N'est-ce pas, sous une forme, le même type de phrases que : "La
France n'a pas besoin de savants" ou "Vous avez tort parce que
vous êtes légalement minoritaires", phrases dont la France n'a
pas fini de s'enorgueillir.
Nous ne préconisons pas la suppression de toute hiérarchie, ce
serait là une vraie utopie basée sur des idées naïves et anarchiques
d'auto-gestion, ou de "paradis sur terre". Nous disons
seulement qu'au delà d'une hiérarchie minimum mais nécessaire, la
vraie hiérarchie dans une entreprise doit rester celle des
compétences. Et que, à ne pas respecter cela, on continuera à
observer un grand gaspillage de forces vives, et l'on assistera à la
pérennité de l'immobilisme. Et comme, pendant ce temps-là,
l'environnement, - et d'autres entreprises plus souples, plus
innovatrices, - évoluent, un grand nombre d'entreprises vont bientôt
se trouver au bout de l'impasse et sans possibilité de faire demi-tour.
Enfin, après plus de deux millénaires d'errements, Héraclite
finira par avoir raison.
14. Du quantitatif au qualitatif
Nous avons longuement étudié cela en début de chapitre, nous
n'allons pas y revenir.
La principale notion à rappeler est que l'opposition quantitatif
contre qualitatif, est elle-même un dualisme et qu'il faut donc s'en
méfier.
Le terme "qualitatif" est encore un terme abstrait, il
appartient à nos cartes verbales respectives, et signifie des faits
très différents selon les individus. La notion de qualitatif, doit
être défendue cependant, ne serait-ce que provisoirement, pour aller
au combat contre les adeptes du quantitatif à outrance, ceux qui
mesurent nos sentiments et nos performances, ceux qui nous sondent en
permanence et qui passent à côté de tout ce qui est vivant, faute
d'utiliser les bons instruments.
Mais, il faudra donner du mot "qualité", non pas une
définition (voir paragraphe plus haut), mais lui attribuer une
utilisation précise, au sein d'actions précises.

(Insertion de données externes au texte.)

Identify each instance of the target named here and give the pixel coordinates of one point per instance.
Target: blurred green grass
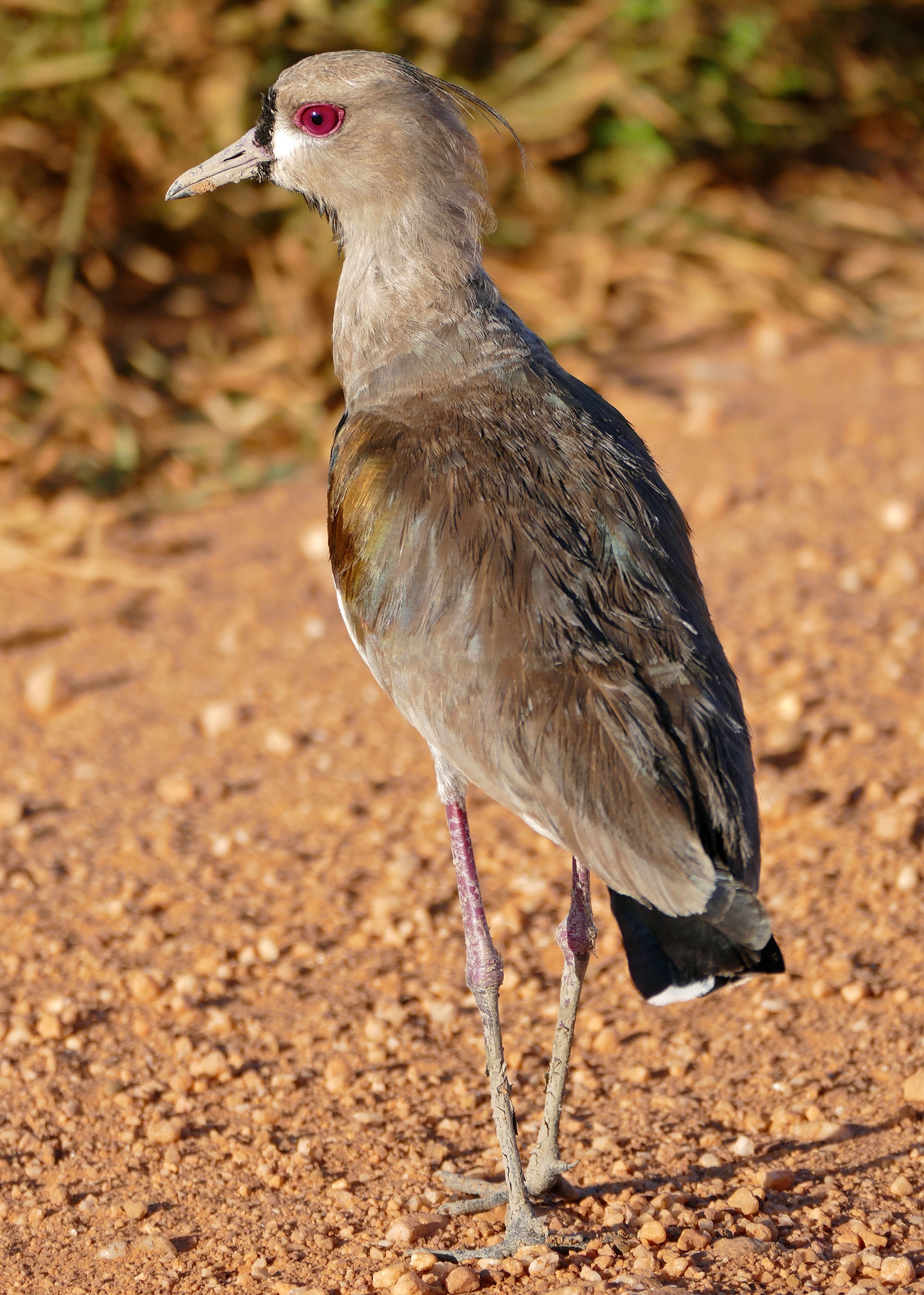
(695, 168)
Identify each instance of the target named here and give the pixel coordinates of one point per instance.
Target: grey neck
(418, 318)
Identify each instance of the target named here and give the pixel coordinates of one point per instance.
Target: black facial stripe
(264, 133)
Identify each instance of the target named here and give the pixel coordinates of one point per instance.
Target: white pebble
(790, 708)
(314, 542)
(279, 743)
(114, 1250)
(218, 718)
(897, 515)
(41, 689)
(174, 789)
(11, 811)
(267, 950)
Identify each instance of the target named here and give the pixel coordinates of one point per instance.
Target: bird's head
(369, 139)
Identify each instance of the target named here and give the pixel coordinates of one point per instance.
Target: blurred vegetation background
(697, 169)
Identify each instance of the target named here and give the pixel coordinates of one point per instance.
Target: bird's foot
(547, 1180)
(546, 1176)
(522, 1229)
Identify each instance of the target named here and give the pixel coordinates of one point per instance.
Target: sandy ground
(238, 1039)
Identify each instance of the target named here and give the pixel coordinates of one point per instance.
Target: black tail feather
(675, 959)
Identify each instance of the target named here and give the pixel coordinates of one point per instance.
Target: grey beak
(240, 161)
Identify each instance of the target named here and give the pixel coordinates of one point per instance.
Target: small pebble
(462, 1280)
(267, 950)
(409, 1284)
(744, 1202)
(654, 1232)
(174, 789)
(157, 1245)
(117, 1249)
(11, 811)
(218, 718)
(387, 1277)
(897, 1271)
(853, 993)
(143, 987)
(42, 689)
(908, 879)
(165, 1132)
(337, 1077)
(897, 516)
(279, 743)
(913, 1090)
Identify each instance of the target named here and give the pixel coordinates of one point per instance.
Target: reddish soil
(239, 1043)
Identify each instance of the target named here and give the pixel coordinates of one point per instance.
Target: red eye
(319, 118)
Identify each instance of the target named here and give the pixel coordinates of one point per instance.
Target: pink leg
(484, 974)
(576, 937)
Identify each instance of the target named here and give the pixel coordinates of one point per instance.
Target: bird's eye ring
(319, 118)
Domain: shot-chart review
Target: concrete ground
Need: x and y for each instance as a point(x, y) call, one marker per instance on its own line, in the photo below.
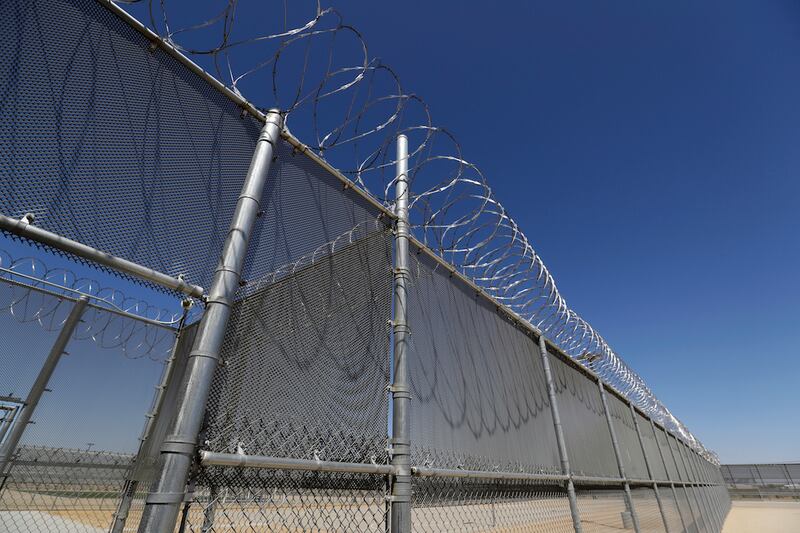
point(763, 517)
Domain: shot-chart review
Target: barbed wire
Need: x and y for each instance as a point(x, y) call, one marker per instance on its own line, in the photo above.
point(349, 108)
point(33, 293)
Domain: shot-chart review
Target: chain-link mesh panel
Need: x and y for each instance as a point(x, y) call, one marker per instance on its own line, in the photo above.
point(586, 433)
point(603, 510)
point(629, 446)
point(689, 516)
point(701, 517)
point(670, 505)
point(114, 143)
point(646, 506)
point(457, 505)
point(669, 458)
point(235, 499)
point(304, 207)
point(657, 468)
point(78, 455)
point(761, 480)
point(479, 396)
point(306, 362)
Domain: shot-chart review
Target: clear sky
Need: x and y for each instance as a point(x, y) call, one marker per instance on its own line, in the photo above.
point(650, 152)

Nous l'avons vu, dire
à un réseau de visite : "Faites de bonnes visites
qualitatives", est une consigne à laquelle il est impossible
d'obéir, faute de savoir
De quoi il s'agit. La bonne consigne serait de dire, par exemple :
"Quand un médecin vous dit ne pas prescrire un produit qu'il
connaît bien, parce que tout simplement, il en préfère un autre,
laissez-le tranquille, et ne lui parlez plus de ce produit pendant au
moins un an".
Un laboratoire qui désire choisir la voie du qualitatif, doit
pouvoir lister, dix, cent, mille situations concrètes que rencontrera
le visiteur tous les jours, et indiquer, à chaque fois, ce qui
correspond à une consigne "qualitative". Sinon, cela ne veut
strictement rien dire.
Comment réagirait un automobiliste devant un panneau blanc portant
la mention : "Respectez strictement ce panneau". Un haussement
d'épaules dites-vous ? C'est exactement ce que font tous les bons
visiteurs en réponse à des consignes paradoxales.